Have you read Ivanhoe? It is awesome: engaging, emotional, chilling, thrilling, and some people will even admit it's good literature. Larry McMurtry, for example, obviously thought Ivanhoe was awesome, because he wrote Lonesome Dove in homage to it (we hypothesize).

Both novels begin with pigs. Ivanhoe (1819), after a few pages of history and pastoral description, starts like this:

"'The curse of St. Withold upon these infernal porkers,' said the swine-herd, after blowing his horn obstreperously, to collect together the scattered herd of swine, which, answering his call with notes equally melodious, made, however, no haste to remove themselves from the luxurious banquet of beech-mast and acorns on which they had fattened, or to forsake the marshy banks of the rivulet, where several of them, half plunged in mud, lay stretched at their ease, altogether regardless of the voice of their keeper."

And then Lonesome Dove (1985) starts like this:

"When Augustus came out on the porch the blue pigs were eating a rattlesnake--not a very big one.

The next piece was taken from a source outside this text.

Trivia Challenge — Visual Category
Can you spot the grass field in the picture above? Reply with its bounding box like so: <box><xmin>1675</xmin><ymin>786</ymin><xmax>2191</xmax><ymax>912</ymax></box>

It had probably just been crawling around looking for shade when it ran into the pigs. They were having a fine tug-of-war with it, and its rattling days were over. The sow had it by the neck, and the shoat had the tail. 'You pigs git,' Augustus said, kicking the shoat."

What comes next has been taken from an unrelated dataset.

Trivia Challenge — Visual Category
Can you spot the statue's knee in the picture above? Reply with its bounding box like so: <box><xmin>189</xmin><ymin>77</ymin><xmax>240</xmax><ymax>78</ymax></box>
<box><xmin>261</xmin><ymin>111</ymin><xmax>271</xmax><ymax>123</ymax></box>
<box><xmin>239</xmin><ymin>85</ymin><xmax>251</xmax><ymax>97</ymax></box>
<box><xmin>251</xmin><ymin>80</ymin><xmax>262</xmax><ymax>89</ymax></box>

Aren't those great pig-based beginnings? We didn't notice the similarities at first, but partway into Lonesome Dove the vibe suddenly seemed familiar: the books run at the same speed, with the same peaks and troughs. Then the evidence started piling up. Both have two or three main characters and six or seven vivid supporting characters important enough to get several chapters of their own. Most of the characters in both novels are intelligent and likeable, except for the villains, who are unforgettable and terrifying. The story goes along one thing after another for awhile and we stay absolutely involved, and then the action erupts and we grow actually breathless with excitement. In both novels, everything that occurs is either deeply satisfying, or deeply frustrating but in a literarily-satisfying way. In both novels, the ends of many chapters read like the ends of the best novels we know. We vow to hold all fiction to this standard forevermore, and know we cannot keep the vow and go on being avid readers.

So we had formed this hypothesis, about how Larry McMurtry loves Sir Walter Scott, and we're reading along and we're reading along, and then on page 651 of Lonesome Dove one of the characters is reading Ivanhoe (imagined pictorially at left) to her kids, and we're like, "Aha! We knew it!"

In closing: check out these books. They are terrific. If you like one, you will like the other. If you like awesomeness, you will like both.

Your pal,
PDX Writer Daily

1 comment:

  1. Anyone reading this post who has NOT read Lonesome Dove, make it your NEXT READ. I remember as a kid my Mom reading it and thinking it was some sort of romance ala "The Thorn Birds" which she was also reading around the same time. I was lucky enough to get into McMurtry as an adult, and now hold Lonesome Dove to be among the best stories I have ever read. Just a masterpiece of engaging writing.